Gaymer turned away without troubling to answer, and for the next two days they only exchanged formal greetings when they could not avoid each other; but there was already so much tension in the house that a little more or less made no difference. Barbara stayed until the end of the party, talking without embarrassment to Eric and looking him frankly in the eyes. Amy Loring, who knew as much of their relationship as any one, betrayed neither surprise nor curiosity. The Maitlands, who welcomed Eric as cordially as they repelled Gaymer, presented an attitude of stolid indifference and would have been artistically astonished if any one had hinted that the two men were fighting a subterranean duel for Ivy. Madame Pinto de Vasconcellos tried to compromise every man in turn, and her husband glowered silently at her frantic failures.
“I think it was so sweet of you all to come,” said Lady Pentyre complacently each evening. “I do hope you’re enjoying yourselves. I was thinking that to-morrow, perhaps...”

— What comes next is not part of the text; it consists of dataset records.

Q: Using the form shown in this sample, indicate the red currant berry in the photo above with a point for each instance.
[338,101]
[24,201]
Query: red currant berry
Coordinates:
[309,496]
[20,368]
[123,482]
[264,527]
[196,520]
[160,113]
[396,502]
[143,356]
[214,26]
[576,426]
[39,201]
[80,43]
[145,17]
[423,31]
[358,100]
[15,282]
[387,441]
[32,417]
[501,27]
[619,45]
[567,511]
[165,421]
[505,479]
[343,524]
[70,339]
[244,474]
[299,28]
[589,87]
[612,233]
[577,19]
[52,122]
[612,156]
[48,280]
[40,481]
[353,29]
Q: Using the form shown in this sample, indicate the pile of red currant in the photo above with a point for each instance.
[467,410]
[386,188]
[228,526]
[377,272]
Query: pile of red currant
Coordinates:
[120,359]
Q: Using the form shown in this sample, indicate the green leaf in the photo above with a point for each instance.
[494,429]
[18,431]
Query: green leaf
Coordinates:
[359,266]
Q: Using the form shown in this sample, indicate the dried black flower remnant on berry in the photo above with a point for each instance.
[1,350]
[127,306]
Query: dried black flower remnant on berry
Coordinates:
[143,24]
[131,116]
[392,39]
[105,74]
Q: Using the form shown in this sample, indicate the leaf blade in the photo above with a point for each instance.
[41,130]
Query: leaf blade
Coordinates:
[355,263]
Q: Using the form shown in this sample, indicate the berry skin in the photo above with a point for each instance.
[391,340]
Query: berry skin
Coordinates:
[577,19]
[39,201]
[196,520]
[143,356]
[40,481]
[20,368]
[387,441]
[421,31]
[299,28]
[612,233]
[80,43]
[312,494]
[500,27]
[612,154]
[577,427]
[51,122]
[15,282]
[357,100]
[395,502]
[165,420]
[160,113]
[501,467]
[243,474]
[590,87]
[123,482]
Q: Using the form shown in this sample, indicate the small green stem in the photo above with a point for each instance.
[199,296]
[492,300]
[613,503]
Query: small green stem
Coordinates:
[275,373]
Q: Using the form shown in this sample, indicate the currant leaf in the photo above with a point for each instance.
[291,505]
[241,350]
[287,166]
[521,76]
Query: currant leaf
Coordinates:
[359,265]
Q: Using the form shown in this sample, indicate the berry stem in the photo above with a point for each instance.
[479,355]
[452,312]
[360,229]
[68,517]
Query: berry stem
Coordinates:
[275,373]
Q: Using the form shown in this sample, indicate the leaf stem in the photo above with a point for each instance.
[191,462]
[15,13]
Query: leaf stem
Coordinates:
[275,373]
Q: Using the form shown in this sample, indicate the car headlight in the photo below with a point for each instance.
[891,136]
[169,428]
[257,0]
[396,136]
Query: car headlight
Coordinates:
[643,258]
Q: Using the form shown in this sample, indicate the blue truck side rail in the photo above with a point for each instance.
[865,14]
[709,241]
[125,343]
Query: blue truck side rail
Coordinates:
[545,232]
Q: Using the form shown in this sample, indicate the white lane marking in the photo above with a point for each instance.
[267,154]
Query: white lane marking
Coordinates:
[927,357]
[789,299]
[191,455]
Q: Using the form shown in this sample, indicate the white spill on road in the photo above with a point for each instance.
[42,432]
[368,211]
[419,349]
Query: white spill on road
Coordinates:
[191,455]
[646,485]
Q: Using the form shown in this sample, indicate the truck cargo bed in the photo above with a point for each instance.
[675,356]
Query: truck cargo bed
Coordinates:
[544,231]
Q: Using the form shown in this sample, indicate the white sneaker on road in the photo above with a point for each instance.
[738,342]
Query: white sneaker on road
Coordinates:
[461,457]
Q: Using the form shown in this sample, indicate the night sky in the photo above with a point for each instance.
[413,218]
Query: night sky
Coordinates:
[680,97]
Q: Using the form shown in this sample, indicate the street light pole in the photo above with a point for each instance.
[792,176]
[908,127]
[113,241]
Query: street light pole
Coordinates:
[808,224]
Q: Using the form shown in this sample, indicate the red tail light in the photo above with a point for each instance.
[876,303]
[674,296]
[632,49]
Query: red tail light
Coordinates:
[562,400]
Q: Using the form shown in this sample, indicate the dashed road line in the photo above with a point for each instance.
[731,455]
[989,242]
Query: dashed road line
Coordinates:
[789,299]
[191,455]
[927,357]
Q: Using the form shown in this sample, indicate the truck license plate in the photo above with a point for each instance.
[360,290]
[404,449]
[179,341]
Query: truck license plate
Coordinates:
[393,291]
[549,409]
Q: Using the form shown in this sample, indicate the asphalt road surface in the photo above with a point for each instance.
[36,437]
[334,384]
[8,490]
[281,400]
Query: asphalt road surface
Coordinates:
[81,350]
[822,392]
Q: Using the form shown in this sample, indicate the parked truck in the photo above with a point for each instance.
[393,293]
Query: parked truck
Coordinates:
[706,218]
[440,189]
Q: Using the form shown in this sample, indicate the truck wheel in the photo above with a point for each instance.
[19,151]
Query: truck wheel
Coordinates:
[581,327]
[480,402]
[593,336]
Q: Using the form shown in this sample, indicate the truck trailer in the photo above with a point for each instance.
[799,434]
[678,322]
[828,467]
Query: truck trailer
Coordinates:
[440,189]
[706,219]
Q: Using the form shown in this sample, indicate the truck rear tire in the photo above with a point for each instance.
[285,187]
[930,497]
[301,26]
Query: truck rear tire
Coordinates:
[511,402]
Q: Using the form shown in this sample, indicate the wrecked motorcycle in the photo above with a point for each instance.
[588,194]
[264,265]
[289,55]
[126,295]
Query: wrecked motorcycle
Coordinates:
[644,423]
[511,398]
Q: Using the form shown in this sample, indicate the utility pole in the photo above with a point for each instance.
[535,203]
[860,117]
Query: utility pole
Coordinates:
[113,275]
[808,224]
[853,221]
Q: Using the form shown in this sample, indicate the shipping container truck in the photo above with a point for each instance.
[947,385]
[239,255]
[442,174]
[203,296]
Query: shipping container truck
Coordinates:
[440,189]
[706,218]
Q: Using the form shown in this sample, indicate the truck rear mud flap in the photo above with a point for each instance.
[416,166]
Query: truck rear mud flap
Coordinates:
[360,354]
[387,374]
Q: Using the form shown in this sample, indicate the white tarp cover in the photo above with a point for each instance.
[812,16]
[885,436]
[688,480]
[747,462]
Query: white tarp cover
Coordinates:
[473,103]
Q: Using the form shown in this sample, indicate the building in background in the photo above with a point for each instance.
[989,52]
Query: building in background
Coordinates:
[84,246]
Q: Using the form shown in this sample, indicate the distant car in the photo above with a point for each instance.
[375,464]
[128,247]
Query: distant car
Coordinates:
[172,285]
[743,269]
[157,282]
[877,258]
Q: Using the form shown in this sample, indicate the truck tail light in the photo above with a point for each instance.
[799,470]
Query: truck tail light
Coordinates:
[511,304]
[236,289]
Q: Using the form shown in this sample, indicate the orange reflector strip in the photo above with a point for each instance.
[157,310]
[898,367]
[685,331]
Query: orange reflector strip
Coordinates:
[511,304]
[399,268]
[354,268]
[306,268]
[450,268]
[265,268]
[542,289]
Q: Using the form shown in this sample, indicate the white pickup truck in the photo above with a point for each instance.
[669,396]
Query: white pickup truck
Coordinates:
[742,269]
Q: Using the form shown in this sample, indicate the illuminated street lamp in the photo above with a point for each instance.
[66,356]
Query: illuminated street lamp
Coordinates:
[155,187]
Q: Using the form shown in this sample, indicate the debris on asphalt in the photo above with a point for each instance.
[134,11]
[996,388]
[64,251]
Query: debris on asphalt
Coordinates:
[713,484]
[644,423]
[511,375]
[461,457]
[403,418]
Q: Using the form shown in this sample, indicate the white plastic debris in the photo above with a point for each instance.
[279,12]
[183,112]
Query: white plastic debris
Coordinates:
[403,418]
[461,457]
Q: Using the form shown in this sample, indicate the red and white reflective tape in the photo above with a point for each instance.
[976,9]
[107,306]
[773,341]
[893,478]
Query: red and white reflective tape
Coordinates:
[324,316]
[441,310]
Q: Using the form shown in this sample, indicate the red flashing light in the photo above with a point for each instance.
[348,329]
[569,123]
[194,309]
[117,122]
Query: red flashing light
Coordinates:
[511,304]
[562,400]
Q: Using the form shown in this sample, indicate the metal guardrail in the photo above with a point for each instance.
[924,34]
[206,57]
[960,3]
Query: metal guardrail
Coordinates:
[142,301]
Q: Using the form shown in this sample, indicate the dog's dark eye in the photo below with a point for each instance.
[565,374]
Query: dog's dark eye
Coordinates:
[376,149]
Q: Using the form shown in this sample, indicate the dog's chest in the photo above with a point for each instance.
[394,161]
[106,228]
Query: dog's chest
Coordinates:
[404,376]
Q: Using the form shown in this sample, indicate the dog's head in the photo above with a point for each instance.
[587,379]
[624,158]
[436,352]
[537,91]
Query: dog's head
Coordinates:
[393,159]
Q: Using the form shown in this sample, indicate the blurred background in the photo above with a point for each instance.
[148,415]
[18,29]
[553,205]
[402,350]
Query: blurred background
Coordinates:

She would then concentrate on the first attentive listener, suggesting expeditions and ordering cars indefatigably. The prevailing chill of misgiving had not spared her in the early days of her party, for Mr. Justice Maitland had begged her not to facilitate meetings between Ivy and Gaymer at her house; but what could a woman do, she asked herself, when a man buttonholed her son at the last moment and said that he had nowhere to go for Whitsuntide? She remembered, too, that years ago, when there was so much gossip about the O’Ranes, Sonia had run away from her husband and billeted herself at Croxton; she had invited the two of them without really being sure that they went about together. As Bobbie complained or boasted—in his silly way and without trying to help her—, the smallest Croxton party could be trusted to produce one catastrophe and three scandals; but, so far as Lady Pentyre could see, every one was now getting on very happily with every one else; and she had reached an age when she aimed less at positive success than at the avoidance of disaster.
At the end of each day Ivy reported to Eric all that she had done. There was little enough to say, for Gaymer had never tried to be alone with her since she gave him his dismissal on the river. As the train drew near London, he did indeed join for a moment in the general discussion of plans and ask her as a matter of form whether he was likely to see her again soon.
“I’m very busy at present,” she told him. “I daresay you know that I’m trying to make myself useful to Mr. Lane while his secretary’s away.”
“I didn’t know you were still doing that,” he answered without interest.